The Strad's experts evaluate the latest string recordings
A successful follow-up to a jazz–classical group’s disc debut
Wednesday, 16 October 2013
Basquiat Strings: Emma Smith, Vicky Fifield (violin) Jennymay Logan (viola) Ben Davis (cello) Richard Pryce (double bass) Seb Rochford (drums)
F-IRECD 55 (www.bendavis.info)
Led by London-based improvisatory cellist Ben Davis, Basquiat Strings caused a stir in 2007 when its debut self-titled album was nominated for the Mercury Music Prize. Recorded in 2009 but only now released, ‘Part Two’ is very much a companion piece to the original. The sextet’s blend of through-composed tunes – of complex, jagged rhythmic structures or sostenuto calm – and extended improvising space is as beguiling as before. Davis remains the outstanding improviser among the string players (his sotto voce opening solo on History of Her is sublime), but every player takes at least one solo.
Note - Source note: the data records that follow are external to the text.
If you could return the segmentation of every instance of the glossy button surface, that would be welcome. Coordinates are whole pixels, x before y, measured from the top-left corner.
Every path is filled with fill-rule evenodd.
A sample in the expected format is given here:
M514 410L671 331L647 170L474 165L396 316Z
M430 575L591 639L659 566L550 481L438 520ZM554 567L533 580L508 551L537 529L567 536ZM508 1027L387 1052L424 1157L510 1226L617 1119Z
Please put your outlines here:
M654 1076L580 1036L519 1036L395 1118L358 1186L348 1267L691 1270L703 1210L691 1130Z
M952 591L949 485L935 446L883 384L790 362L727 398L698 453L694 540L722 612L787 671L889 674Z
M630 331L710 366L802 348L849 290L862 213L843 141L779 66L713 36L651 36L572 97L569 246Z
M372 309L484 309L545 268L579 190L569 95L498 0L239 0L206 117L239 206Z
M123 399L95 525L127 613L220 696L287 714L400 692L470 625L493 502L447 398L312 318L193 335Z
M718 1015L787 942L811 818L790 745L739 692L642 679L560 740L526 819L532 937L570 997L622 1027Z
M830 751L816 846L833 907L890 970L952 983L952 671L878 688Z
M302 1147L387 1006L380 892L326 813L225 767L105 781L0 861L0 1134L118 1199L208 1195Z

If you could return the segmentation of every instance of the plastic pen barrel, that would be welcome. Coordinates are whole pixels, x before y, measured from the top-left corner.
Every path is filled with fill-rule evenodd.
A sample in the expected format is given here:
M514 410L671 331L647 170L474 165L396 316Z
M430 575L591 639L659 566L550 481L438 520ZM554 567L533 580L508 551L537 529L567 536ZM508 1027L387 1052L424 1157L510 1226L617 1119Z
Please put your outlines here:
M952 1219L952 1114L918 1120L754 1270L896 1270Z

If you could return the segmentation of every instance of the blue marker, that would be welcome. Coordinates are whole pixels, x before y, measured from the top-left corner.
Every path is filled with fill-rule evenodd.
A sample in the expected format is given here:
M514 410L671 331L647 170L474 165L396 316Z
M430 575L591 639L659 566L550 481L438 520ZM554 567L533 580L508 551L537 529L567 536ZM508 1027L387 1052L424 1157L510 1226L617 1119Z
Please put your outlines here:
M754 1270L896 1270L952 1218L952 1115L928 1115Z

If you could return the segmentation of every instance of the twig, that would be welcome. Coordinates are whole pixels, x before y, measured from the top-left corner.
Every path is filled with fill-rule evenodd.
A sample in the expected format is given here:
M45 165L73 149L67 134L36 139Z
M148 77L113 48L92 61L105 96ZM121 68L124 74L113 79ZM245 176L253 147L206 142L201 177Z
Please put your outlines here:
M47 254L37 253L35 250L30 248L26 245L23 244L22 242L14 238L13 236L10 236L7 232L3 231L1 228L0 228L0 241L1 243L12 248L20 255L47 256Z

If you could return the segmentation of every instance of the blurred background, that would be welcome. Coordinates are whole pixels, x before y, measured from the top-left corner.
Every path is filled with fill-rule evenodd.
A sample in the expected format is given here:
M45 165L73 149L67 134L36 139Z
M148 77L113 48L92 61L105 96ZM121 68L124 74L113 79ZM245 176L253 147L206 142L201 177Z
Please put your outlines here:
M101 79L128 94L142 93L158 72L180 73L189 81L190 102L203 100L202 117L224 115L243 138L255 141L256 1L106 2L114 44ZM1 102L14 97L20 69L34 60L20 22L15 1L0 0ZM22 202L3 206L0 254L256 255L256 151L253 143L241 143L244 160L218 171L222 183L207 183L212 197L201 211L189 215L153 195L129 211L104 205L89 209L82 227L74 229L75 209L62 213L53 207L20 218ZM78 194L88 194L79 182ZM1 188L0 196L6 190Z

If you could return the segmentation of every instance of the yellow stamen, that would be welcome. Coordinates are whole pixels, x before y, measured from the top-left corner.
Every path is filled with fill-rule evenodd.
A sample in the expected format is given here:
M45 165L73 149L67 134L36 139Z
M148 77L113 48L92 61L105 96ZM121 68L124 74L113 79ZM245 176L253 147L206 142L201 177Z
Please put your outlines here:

There are differences too, however. As well as mixed classical (Bartók and Pärt) and jazz influences, there are nods to South American melodies and rhythms. Seb Rochford’s sympathetic drumming is even more integrated into the overall texture while the ensemble playing, and the recording, is intimate and refined. And in contrast to the original CD, apart from a pleasingly sleazy version of ‘It Ain’t Necessarily So’, an inventive double-stopped cello solo, all the pieces here are by Davis. His distinctive compositional voice and the group’s tighter playing makes ‘Part Two’ a more mature recording, even if his tunes aren’t always as memorable as the covers of part one.